Amortajada is a giant, giant anchorage. By "giant, giant", I mean about 3 miles of beach off of which hundreds of boats could anchor. When we arrived, there were 2 other boats there. We followed our usual pattern, checked out a few promising spots and decided on one that was a good distance from either boat. Well, those other boats left, so we had the entire place to ourselves. Until the Moorings charter boat showed up, made a beeline for our boat, zipped 10 feet from our bow at about 8 knots, dropped their hook and ended up about 50 feet from us. 3 miles of desolate beach and they pick a spot in which we can count their errant ear hair. Thanks.

These poor Moorings boats get a pretty bad rap from the cruising community. It's not that they're ALL bad sailors. Just 98% of them. I kid. Sort of. The last one we met took the most protected spot in an anchorage, but proceeded to let out 11:1 scope, thereby excluding any other boats from having a comfortable night.
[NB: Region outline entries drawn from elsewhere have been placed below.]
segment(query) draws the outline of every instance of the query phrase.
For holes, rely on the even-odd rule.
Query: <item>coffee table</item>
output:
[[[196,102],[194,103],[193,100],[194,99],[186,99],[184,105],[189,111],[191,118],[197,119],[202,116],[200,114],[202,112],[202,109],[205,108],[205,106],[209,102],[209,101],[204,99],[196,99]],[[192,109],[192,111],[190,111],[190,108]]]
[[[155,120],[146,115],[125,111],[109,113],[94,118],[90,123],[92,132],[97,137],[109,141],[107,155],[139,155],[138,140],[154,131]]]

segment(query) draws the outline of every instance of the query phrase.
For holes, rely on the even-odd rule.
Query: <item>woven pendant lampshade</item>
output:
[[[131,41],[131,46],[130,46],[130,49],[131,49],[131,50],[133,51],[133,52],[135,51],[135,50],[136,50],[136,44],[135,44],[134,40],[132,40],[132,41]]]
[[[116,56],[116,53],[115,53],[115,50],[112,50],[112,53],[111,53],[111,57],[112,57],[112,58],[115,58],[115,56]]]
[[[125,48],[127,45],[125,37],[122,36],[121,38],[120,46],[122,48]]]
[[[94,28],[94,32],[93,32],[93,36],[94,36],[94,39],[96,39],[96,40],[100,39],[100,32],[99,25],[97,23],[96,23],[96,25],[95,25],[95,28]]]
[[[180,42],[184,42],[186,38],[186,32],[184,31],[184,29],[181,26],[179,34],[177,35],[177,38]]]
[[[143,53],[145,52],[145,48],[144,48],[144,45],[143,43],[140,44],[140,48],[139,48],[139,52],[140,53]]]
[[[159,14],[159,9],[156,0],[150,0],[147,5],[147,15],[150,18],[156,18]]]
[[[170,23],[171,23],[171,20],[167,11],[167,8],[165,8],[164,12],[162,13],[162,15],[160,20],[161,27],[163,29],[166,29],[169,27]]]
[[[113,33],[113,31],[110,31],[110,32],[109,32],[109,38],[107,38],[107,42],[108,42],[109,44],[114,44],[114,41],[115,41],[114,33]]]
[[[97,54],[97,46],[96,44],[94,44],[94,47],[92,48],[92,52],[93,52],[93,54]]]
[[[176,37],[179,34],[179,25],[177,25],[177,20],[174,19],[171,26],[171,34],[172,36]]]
Anyway, we had a pleasant afternoon in Amortajada and took a dinghy tour of the mangroves where we saw a few rays, lots of fish and quite a few birds. Since the anchorage isn't too protected, we jumped south down to Isla San Francisco for 2 nights to enjoy some spearfishing-without-a-speargun. We didn't catch anything that way either.

We had plans to head directly from SF back to La Paz, but we caught some SERIOUS wind on the way south, so we ducked into Ensenada Grande, our favorite anchorage on Isla Partida, for the night before getting the rest of the way to La Paz.

Jason driving us into the mangroves

Windy mangrove "trail"

This guy drove around the anchorage like this for at least 20 minutes. Sadly, no Moorings boats were hit.